The other end if going to attach to the base of the hose. First though, we have to cut down the house. I did this with a sharp knife. You'll have to buy a replacement end for one side of the hose with a screw clamp to seal it off. I eyeballed off about 10' of hose, bascially until Selma told me to stop. Attach the other part of the coupler to the hose. You should be able to attach and detach the hose from the pump in seconds and it should freely swivel.

The sprayer I bought was a "garden shower" nozzle.

I also picked up a firehose looking one that could be closed, but it didn't have needle like streams like the one above to penetrate our dogs' thick coats. The handle had an On/Off switch on it, but that's something we'll never need or use... In fact, it can be quite disasterous for the pump if the water is stopped while the pump is trying to push more water. Not good and can kill your pump. I did the only thing I could think of and duck taped the shit out of the handle to hold the switch in place. At the base of the nozzle, I screwed in the male adapter of the second brass coupler. The other female coupler gets screwed on the hose.

That takes care of the hose, now for the harder part:

Part 2-B: Electricity and Safety

<Not Pictured> Install the GFCI wall outlet. Make sure you turn off the breaker to it jesus christ do you want to die? That's pretty easy and self-explanitory, if not: go here. You might want to do that anyway in places you have possible water to electrical device interactions like bathrooms and kitchens.

Louie would be proud.

First, we're going to have to poke out some holes in the junction box because we want the
cords to come in and out, but would like it to close:

Here's what we're shooting for:

This is the pain in the ass part, getting all the stuff to fit in the box provided you bought a big enough one to begin with. Things to keep in mind:

  1. Don't crimp the air hose.
  2. The order has to be Pump -> Air Switch -> GFCI. If you Pump -> GFCI -> Air Switch, you'll trip the breaker in that GFCI everytime you Air Switch. I tried it, doesn't work.
  3. You'll have to turn on that GFCI everytime you unplug the unit from the wall, so make sure you can access the GFCI in the junction box easily.
  4. Keep all "exposed" electrical connections within the junction box. Whenever something is plugging into something else, that should be inside the box to protect against any splashes or whathaveyou.
  • Sump plug -> Into Junction, Plugged into Airswitch Base
  • Airswitch Base plugged into GFCI triple Adapter
  • GFCI Triple Adapter plugged into Extension Cord
  • Extension Cord -> Out of Junction
  • AirSwitch button connected to AirTube
  • AirTube -> Into Junction, Plugged into AirSwitch Base

I also screwed a block of wood onto the back of the junction to space the switch so when I close it, the switch is mashable through one of the breaker holes:

I also used the junction screw clamps to hold the wires/tubes in place.

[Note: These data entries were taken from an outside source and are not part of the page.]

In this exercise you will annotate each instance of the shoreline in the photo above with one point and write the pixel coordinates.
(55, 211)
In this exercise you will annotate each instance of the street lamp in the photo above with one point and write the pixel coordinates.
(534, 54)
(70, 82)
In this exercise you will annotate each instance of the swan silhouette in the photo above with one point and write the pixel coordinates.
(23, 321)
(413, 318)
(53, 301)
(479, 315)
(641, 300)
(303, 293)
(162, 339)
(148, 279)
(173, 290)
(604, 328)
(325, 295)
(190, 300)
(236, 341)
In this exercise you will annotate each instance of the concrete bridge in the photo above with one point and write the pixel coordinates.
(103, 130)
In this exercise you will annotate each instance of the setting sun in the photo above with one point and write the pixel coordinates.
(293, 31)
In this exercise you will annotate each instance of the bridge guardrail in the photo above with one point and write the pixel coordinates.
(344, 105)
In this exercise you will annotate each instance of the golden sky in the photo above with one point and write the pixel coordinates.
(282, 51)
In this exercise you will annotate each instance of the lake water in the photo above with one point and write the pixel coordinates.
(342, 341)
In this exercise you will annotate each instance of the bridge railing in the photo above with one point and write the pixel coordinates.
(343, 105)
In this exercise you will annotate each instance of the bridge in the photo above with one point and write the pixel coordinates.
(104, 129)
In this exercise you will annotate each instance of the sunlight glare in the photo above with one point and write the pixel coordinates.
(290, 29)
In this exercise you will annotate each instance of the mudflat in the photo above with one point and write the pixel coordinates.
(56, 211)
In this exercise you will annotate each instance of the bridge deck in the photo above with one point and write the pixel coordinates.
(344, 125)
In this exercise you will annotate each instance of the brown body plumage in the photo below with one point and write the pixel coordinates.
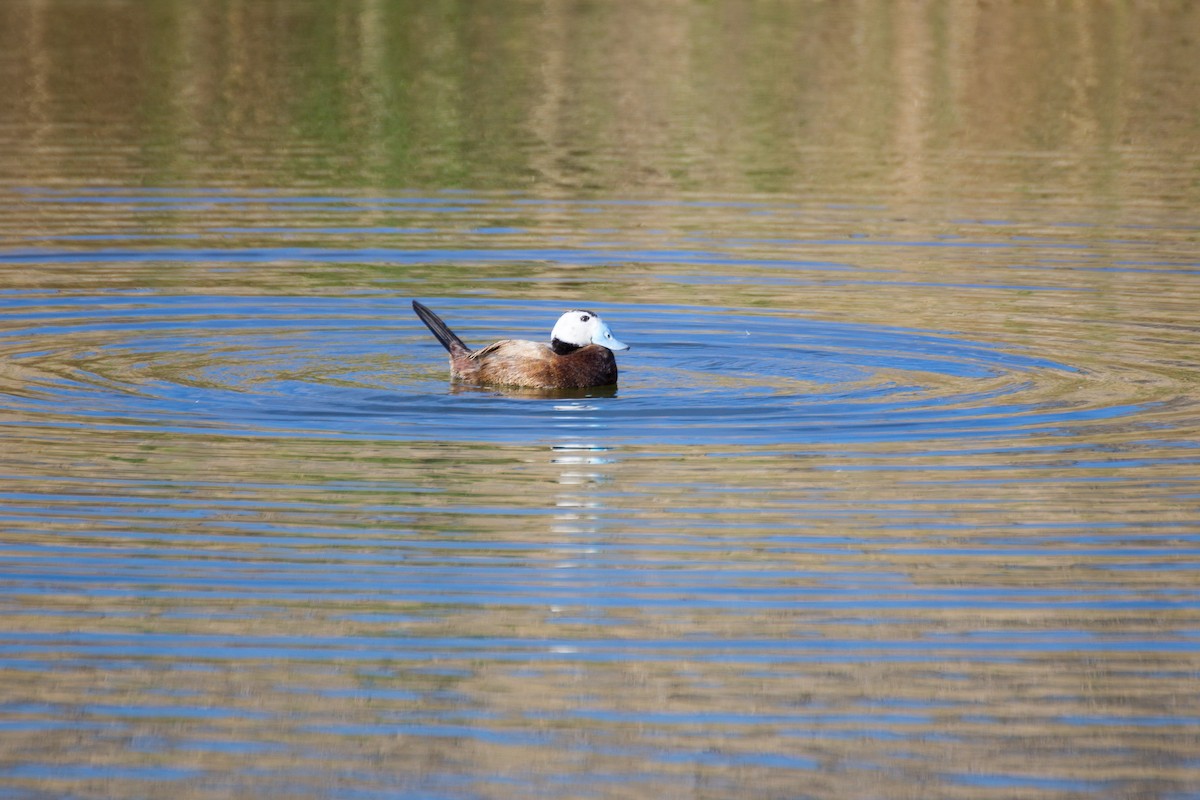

NOTE: this junction is FAR from water safe and should be mounted high up on the wall, away from the water source or even in another room. That's what HydroSurge recommends. The big thing is isolating yourself from the junction box through the air switch. The pump itself is water proof and sealed, so you can get that wet all day.

Everything's together and we got out at just under $200.00.